Local water-conservation efforts and health-care premiums rising were reported at the Hinesville City Council meeting Thursday.
During Mayor Jim Thomas’ report, he told the council that he was reappointed to the state’s water council. One of the issues brought up there, he said, was the need to conserve water.
Stressing that there was no water shortage or need for drastic measures, Thomas cited the growing expense and time needed to access freshwater from the Floridan aquifer as one of the reasons to conserve water resources.
“There’s been some changes to the situation as far as the water is concerned,” Thomas said. “We are in the yellow zone, but in effect, we are actually in the red zone because we can’t increase our withdrawals from Floridan aquifer.”
The water council will conduct a five-month study for other possible sources of water and partnerships.
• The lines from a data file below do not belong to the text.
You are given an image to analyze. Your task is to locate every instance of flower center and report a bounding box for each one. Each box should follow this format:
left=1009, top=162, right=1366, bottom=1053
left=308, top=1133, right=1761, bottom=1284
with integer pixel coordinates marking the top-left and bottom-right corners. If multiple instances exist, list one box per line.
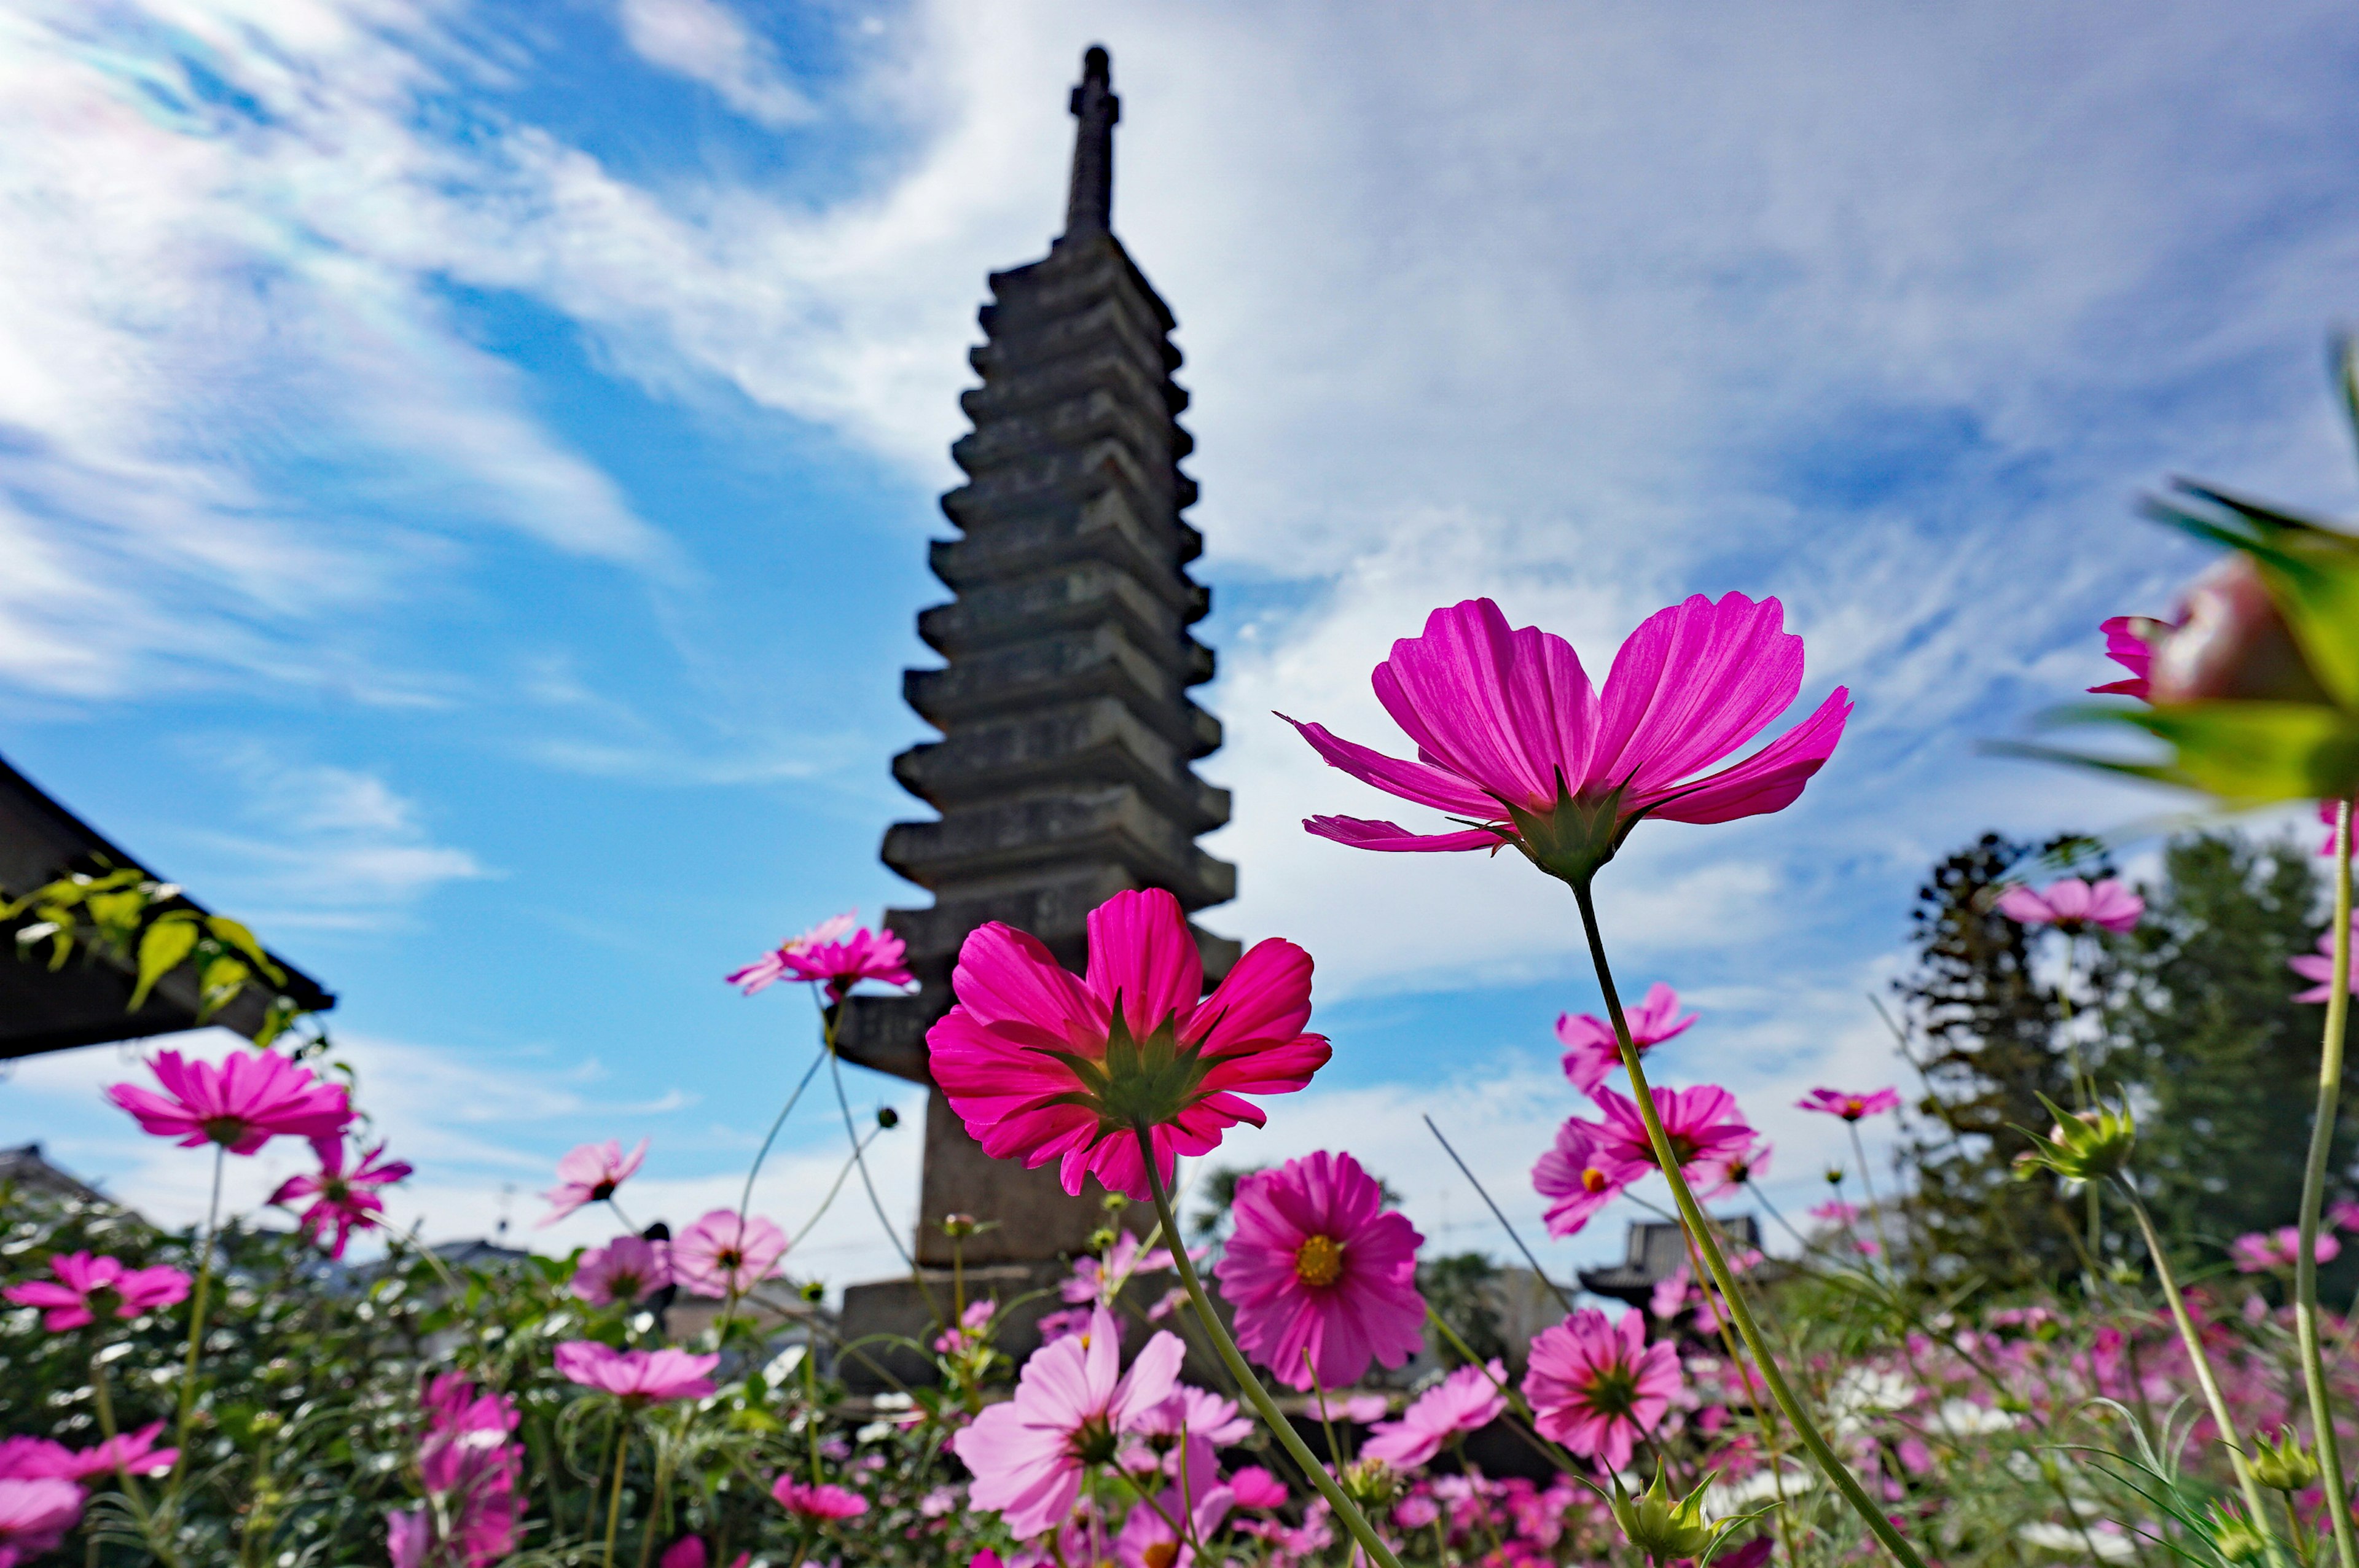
left=1144, top=1545, right=1181, bottom=1568
left=1581, top=1362, right=1641, bottom=1420
left=590, top=1179, right=619, bottom=1201
left=714, top=1247, right=744, bottom=1271
left=200, top=1115, right=250, bottom=1147
left=1294, top=1234, right=1345, bottom=1288
left=1580, top=1166, right=1610, bottom=1194
left=1066, top=1412, right=1120, bottom=1467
Some of the surrounding cities and counties are less fortunate with their water resources, according to Thomas, so these areas will look to partner with Hinesville to assist in their water needs.
City Manager Billy Edwards added that the city is allocated 4 million gallons of water a day but so far only has used about 2.8 million gallons a day on average this year. Essentially, they want to start conservation efforts with a 1.2-million-gallon-a-day buffer instead of a much smaller one.
Thomas also pointed out that if the area’s water availability goes into a crisis situation, the possibility of future Base Realignment and Closure efforts by the Department of Defense could make the area less desirable and reduce the number of troops on Fort Stewart.
In Edwards’ report, he noted that the first year of having city employees’ health insurance covered by Cigna is coming to an end and that a new, significantly higherpremium rate will start July 1.
“Earlier in this policy year, we were experiencing some very positive claims experience,” he said. “Since that time, though, in February, March and April, we saw some fairly significant claims that were made. And as a result of that, as well as some other factors, … we have been presented with a 13.27 percent increase.”
With the rate going up, the total yearly premium is estimated to be $1.56 million, two-thirds of which will be paid by the city. Another reason for the increase is some policy changes required by the Affordable Care Act, also known as “Obamacare.”
• Also on the agenda was an action item to declare three older vehicles surplus and sell them at the auction Saturday at Bryant Commons.
• Two other action items had been withdrawn from the agenda. One was to announce sub-recipients and award amounts for Community Development Block Grants from the U.S. Department of Housing and Urban Development. That will be discussed next council meeting.
• The other was for phase 2 of Liberty Place Apartments. It was a resolution for the city to provide support to JPM Development LLC for a proposed development of affordable apartments in the city of Hinesville. It was announced that the application will be submitted sometime next year.